Virutas, pedruscos, retazos de lienzos, cubetas, carrillos, obstruian el aire y el piso, y sin embargo, se perdia la vista en corredores espaciosos, salones, rotondas y bóvedas de una grandiosidad indescriptible.

G*** me decia:

—No nos engañaron: la arquitectura es del estilo frances del renacimiento. Esas columnas corintias, esas cornisas del gusto clásico, son airosas y correctas.

En este primer piso, como vd. lo ve, revestido de mármol, está el despacho, la biblioteca, los bar-roms. Esta escalera que va del primero al segundo piso, como vd. ve, toda es de mármol; tendrá poco ménos de diez varas; las balaustradas son de maderas finísimas de varios colores.

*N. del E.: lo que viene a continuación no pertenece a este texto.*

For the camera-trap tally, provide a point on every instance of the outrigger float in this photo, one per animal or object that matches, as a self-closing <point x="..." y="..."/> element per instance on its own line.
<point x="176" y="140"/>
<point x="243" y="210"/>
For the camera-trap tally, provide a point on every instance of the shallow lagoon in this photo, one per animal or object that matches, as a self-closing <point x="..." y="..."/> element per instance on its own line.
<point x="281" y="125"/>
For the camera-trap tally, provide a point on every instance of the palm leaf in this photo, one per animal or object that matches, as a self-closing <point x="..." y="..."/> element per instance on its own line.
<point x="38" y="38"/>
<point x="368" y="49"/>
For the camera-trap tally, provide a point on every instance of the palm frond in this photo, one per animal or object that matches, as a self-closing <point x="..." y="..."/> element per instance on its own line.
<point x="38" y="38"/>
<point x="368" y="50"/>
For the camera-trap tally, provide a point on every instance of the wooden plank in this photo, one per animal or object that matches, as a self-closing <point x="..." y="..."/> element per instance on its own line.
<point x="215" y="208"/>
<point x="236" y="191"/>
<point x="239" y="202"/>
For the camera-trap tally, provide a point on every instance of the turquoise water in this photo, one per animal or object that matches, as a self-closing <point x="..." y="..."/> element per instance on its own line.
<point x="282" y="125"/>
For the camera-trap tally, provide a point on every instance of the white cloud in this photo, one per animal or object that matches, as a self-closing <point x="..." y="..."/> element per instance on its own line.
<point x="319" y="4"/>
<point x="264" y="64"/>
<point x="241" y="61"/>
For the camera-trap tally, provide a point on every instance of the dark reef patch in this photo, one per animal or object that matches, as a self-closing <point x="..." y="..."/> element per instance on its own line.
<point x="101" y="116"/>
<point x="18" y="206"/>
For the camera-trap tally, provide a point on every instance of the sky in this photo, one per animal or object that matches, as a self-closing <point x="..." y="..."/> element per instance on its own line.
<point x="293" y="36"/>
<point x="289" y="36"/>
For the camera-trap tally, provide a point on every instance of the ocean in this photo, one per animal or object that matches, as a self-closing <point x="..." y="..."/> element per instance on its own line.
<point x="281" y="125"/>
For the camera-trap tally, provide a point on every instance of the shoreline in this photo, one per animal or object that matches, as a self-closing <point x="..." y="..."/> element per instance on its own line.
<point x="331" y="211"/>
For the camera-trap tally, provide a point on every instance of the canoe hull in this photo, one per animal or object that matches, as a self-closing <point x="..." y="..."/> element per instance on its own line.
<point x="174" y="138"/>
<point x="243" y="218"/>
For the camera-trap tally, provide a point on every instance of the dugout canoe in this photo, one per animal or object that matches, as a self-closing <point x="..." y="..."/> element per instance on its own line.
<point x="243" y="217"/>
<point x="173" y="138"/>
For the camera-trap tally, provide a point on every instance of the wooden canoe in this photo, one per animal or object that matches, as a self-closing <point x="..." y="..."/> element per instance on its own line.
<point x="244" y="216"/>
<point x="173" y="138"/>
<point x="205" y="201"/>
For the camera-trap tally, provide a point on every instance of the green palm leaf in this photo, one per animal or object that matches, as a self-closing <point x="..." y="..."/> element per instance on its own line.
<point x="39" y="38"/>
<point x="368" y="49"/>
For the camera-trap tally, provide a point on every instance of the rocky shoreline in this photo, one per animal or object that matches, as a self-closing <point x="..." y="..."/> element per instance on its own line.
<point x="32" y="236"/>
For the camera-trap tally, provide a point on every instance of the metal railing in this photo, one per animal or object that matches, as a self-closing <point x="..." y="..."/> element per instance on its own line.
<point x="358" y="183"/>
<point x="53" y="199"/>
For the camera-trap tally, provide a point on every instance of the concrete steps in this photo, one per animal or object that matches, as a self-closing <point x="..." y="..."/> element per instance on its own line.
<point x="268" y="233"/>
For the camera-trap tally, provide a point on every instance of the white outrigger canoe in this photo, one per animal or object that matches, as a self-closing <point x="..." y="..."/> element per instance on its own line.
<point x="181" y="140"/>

Subimos la escalera, y en el segundo piso me dijo, al frente de un salon con grandes ventanas y columnas:

—Este es el comedor: tiene más de cincuenta varas de largo, por doce de ancho. Como vd. ve, está dividido en varios departamentos. Hay otro comedor preciosísimo para los niños.

Todo ese laberinto de salones de este segundo piso son piezas de recepcion, para negocios, tertulias y solaz de los huéspedes.

—Y los pisos superiores?

—Los pisos superiores son viviendas, porque este propiamente es un hotel para familias.